¿Recuerdan la temporada pasada? El Liverpool perseguía un cuádruple, jugando todos los partidos posibles hasta el pitido final. Acumularon 92 puntos en la Premier League, perdiendo el título por un solo punto ante el Manchester City. Ganaron ambas copas nacionales y llegaron a la final de la Liga de Campeones. Parecía que no podían hacer nada mal.
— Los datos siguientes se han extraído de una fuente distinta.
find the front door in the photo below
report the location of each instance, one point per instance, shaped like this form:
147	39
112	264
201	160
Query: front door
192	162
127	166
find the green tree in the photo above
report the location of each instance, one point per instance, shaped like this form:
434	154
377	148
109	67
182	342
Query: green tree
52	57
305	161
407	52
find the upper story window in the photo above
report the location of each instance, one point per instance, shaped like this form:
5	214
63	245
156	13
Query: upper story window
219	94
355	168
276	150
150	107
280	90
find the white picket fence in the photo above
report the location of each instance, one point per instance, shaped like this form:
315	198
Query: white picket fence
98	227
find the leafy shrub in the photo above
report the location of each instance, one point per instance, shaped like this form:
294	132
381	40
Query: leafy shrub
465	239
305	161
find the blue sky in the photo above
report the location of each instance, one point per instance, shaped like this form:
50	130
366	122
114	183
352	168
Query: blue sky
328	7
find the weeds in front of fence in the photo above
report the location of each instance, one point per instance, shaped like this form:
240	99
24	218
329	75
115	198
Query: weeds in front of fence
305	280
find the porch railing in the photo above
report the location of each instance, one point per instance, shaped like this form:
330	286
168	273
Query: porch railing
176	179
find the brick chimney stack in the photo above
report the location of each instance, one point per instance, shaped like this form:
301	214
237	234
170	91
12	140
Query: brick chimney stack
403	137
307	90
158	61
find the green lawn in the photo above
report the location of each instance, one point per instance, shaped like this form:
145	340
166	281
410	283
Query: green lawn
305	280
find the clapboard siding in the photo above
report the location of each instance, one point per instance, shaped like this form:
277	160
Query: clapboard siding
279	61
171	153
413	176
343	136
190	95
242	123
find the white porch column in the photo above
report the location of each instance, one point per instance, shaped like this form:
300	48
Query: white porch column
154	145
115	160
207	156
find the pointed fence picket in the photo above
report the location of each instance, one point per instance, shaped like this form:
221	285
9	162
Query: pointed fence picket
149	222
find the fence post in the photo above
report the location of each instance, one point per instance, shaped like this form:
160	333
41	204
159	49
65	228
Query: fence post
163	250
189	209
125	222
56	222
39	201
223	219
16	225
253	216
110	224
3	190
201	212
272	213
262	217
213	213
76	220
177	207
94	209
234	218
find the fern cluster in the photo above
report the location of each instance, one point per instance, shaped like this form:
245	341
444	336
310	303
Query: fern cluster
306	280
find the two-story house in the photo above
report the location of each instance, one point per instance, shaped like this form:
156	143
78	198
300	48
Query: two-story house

¿Ahora? Están novenos en la liga, a 10 puntos de un puesto entre los cuatro primeros después de esa derrota por 2-1 ante el Brighton. Ese es un equipo contra el que también perdieron 3-0 solo una semana antes en la liga. Están fuera de ambas copas nacionales. La energía, la presión implacable, la pura voluntad de ganar, todo simplemente... se ha ido. Se ve en los números. La temporada pasada, marcaron 94 goles en la liga; esta temporada, llevan 34 en 20 partidos. Eso es un ritmo para quizás 65-70 goles, una caída masiva.
El mediocampo es el problema más obvio. Jordan Henderson no se está volviendo más joven, Fabinho parece una sombra de lo que fue, y Thiago, aunque brillante con el balón, no puede cubrir todo el terreno. El Brighton los atravesó como un colador en ese partido de la FA Cup. Alexis Mac Allister y Moises Caicedo dominaron absolutamente el centro del campo, algo que casi nunca se veía en el motor del mediocampo del Liverpool en años anteriores. James Milner, que Dios lo bendiga, tiene 37 años. Naby Keita y Alex Oxlade-Chamberlain simplemente no pueden mantenerse en forma. Es un grupo que está envejeciendo, fuera de forma o perpetuamente lesionado. Y eso significa que la defensa, que siempre ha dependido de la protección del mediocampo, queda constantemente expuesta. Alisson ha enfrentado 20 tiros a puerta más esta temporada en comparación con el mismo punto del año pasado.
La cuestión es que esto no se trata solo de personal. Se trata de un sistema que prospera con la intensidad. Cuando el mediocampo no puede presionar, cuando los laterales no pueden avanzar con la misma libertad, todo se detiene. Trent Alexander-Arnold, un jugador al que siempre he defendido por su brillantez ofensiva, simplemente no es un defensor lo suficientemente bueno como para estar constantemente aislado. Es un creador de juego, no un lateral inexpugnable, y cuando el sistema se desmorona a su alrededor, sus debilidades son evidentes. Fue sorprendido fuera de posición varias veces contra el Brighton, y eso no es algo nuevo.
Miren, pueden señalar las lesiones. Virgil van Dijk ha estado fuera, Luis Díaz es una gran baja, Diogo Jota también. Y sí, eso duele. Pero todos los equipos lidian con lesiones. El Manchester City acaba de ganar la liga el año pasado con Kevin De Bruyne y Erling Haaland apenas jugando juntos. El verdadero problema es que el núcleo del Liverpool, el que se esforzó al máximo durante cinco años, finalmente está mostrando el desgaste. El fútbol de alta intensidad de Jürgen Klopp exige un nivel imposible de rendimiento físico y mental. Han estado a 100 mph durante tanto tiempo, y ahora están funcionando con las últimas reservas.
¿Mi opinión? Esto es más que un bache. Este es el final de una era para este equipo específico del Liverpool. Necesitan una revisión masiva en verano, especialmente en el mediocampo, o se quedarán luchando por puestos de la Europa League. No solo se perderán los cuatro primeros esta temporada; terminarán fuera de los seis primeros por completo.